JULIE Lyford co-founded Gloucester Environment Group in 1989 because of climate change.
It was a year after the Intergovernmental Panel on Climate Change was formed. The Gloucester group came into being as UK Prime Minister Margaret Thatcher, a professor of chemistry, warned in a speech to the United Nations that carbon dioxide in the atmosphere would produce change “more fundamental and more widespread than anything we have known”.
“And here we are, 30 years later, with politicians still doing nothing. It’s incredible really,” said Ms Lyford as the IPCC prepares to release its 2018 report tonight to strengthen the global response and focus on the impacts of global warming of 1.5 degrees above pre-industrial levels. The 1.5 degrees Celsius was a target of the 2015 Paris agreement of world governments.

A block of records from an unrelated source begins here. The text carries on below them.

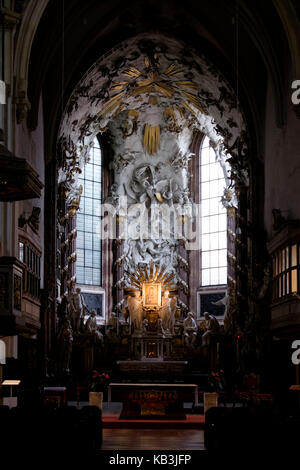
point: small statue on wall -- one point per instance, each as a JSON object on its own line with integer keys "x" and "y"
{"x": 113, "y": 322}
{"x": 65, "y": 344}
{"x": 189, "y": 330}
{"x": 92, "y": 327}
{"x": 77, "y": 309}
{"x": 167, "y": 312}
{"x": 212, "y": 327}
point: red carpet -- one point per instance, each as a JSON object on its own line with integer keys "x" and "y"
{"x": 191, "y": 422}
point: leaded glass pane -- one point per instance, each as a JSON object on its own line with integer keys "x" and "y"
{"x": 213, "y": 219}
{"x": 88, "y": 264}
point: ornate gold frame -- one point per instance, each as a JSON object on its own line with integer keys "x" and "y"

The latest report is expected to focus on required changes to energy systems, including greater emphasis on the shift from coal and other fossil fuels to renewables.
“I founded the group in 1989 because it was well known then that climate change was real. I had family members in the insurance industry and it was well known that climate change was a risk that insurers had to respond to,” she said.
“We have politicians today who are deliberately, knowingly and culpably condemning not just this generation, but future generations, to a disastrous future because of their inaction. When politicians are so beholden to political donations from the fossil fuel industry we’ve got to call it for what it is. I don’t know how they wrestle with their consciences on that.”
A coalition of environment groups led by the Wilderness Society of Newcastle will rally outside Carrington coal terminal on Tuesday at 8am following release of a special report at the IPCC’s 48th session in Korea overnight. Society spokesperson Naomi Hodgson said people were rallying to “demonstrate people are watching and people care”.
Kokoda veteran Bill Ryan, 96, who appeared in Newcastle Local Court on Friday after he chained himself to a rail line in protest at Newcastle’s continuing role as the world’s largest coal port, said he feared for future generations but took heart from the rapid rise of renewables.
He was one of 26 people charged during protests in September.
“Fossil fuels are in the ground and that’s where they should stay. We’ve got renewables now, whether governments like it or not, and that’s where they should be focused,” Mr Ryan said.
Ms Lyford said history would be much kinder to climate change protesters than to governments because “I think the protesters are the heroes. They’re showing the leadership we’re not getting from our political leaders”.